Highest Common Factor of 4449, 3198 using Euclid's algorithm
Created By : Jatin Gogia
Reviewed By : Rajasekhar Valipishetty
Last Updated : Apr 06, 2023
HCF Calculator using the Euclid Division Algorithm helps you to find the Highest common factor (HCF) easily for 4449, 3198 i.e. 3 the largest integer that leaves a remainder zero for all numbers.
HCF of 4449, 3198 is 3 the largest number which exactly divides all the numbers i.e. where the remainder is zero. Let us get into the working of this example.
Consider we have numbers 4449, 3198 and we need to find the HCF of these numbers.
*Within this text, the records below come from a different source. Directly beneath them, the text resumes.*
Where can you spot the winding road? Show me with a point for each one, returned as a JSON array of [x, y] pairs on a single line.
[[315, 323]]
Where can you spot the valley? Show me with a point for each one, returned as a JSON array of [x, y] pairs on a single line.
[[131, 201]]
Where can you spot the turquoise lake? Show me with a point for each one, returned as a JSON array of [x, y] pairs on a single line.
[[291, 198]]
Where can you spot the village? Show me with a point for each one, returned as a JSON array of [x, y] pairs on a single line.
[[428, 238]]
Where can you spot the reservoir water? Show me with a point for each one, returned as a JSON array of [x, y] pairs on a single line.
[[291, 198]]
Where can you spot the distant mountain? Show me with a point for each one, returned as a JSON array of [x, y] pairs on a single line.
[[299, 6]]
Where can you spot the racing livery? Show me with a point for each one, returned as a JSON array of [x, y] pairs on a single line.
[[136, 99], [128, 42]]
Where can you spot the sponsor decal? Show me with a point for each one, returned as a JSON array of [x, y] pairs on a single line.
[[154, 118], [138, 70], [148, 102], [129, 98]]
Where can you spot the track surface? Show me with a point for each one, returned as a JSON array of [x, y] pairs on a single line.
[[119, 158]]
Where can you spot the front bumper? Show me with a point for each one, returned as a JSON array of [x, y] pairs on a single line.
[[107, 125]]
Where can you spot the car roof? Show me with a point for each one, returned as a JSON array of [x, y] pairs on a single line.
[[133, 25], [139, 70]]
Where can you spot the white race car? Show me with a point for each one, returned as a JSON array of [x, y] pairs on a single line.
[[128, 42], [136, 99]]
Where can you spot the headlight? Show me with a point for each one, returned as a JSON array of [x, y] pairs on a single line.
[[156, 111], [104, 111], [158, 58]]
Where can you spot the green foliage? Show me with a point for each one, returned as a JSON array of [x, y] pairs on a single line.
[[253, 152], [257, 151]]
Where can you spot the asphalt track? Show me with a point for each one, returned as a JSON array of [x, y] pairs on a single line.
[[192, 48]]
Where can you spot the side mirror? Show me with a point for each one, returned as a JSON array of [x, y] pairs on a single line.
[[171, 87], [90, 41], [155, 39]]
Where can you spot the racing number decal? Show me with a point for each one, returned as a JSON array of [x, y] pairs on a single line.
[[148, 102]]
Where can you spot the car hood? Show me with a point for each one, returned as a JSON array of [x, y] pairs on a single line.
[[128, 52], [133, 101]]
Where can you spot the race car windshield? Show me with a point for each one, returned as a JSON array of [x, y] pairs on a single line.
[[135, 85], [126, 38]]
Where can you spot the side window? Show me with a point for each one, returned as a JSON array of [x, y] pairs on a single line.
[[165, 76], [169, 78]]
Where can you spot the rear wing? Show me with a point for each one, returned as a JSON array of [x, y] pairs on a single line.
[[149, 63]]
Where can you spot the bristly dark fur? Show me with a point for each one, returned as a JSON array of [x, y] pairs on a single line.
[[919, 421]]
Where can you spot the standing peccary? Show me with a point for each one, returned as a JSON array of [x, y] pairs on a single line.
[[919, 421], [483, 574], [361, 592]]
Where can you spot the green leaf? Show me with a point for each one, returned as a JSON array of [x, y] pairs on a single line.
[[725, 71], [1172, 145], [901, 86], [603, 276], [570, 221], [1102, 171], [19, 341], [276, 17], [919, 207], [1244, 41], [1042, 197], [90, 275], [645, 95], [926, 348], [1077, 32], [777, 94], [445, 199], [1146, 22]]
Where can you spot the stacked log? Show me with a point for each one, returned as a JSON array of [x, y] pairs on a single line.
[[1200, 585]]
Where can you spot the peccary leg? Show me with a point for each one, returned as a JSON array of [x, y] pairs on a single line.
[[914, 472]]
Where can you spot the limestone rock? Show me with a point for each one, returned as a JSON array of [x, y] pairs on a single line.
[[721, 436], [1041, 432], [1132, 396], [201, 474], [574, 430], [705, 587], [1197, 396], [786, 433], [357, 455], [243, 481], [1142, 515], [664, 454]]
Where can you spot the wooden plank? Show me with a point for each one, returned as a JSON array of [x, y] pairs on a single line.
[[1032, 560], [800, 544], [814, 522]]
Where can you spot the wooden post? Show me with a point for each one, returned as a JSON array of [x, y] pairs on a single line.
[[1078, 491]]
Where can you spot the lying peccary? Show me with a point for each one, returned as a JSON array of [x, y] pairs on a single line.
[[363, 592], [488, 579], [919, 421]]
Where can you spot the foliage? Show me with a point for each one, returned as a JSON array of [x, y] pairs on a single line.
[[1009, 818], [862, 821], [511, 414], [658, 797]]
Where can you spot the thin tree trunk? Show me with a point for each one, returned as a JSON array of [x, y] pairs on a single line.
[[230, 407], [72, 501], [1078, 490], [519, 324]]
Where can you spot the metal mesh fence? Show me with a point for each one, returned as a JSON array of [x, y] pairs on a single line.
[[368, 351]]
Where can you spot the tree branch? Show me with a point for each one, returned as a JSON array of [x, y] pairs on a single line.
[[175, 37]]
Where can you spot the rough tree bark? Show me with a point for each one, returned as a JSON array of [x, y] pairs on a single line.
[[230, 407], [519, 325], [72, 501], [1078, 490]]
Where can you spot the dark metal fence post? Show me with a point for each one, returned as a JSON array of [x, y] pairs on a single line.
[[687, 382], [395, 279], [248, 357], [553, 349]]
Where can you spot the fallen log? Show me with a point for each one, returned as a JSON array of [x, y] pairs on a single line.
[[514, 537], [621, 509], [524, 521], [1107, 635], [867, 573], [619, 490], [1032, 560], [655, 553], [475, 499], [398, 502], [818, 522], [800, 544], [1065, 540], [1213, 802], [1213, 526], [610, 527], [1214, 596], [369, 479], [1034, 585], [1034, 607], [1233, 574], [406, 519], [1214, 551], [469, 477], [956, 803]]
To do so, we need to choose the largest integer first and then as per Euclid's Division Lemma a = bq + r where 0 ≤ r ≤ b
Highest common factor (HCF) of 4449, 3198 is 3.
HCF(4449, 3198) = 3
HCF of 4449, 3198 using Euclid's algorithm
Highest common factor or Highest common divisor (hcd) can be calculated by Euclid's algotithm.
Highest common factor (HCF) of 4449, 3198 is 3.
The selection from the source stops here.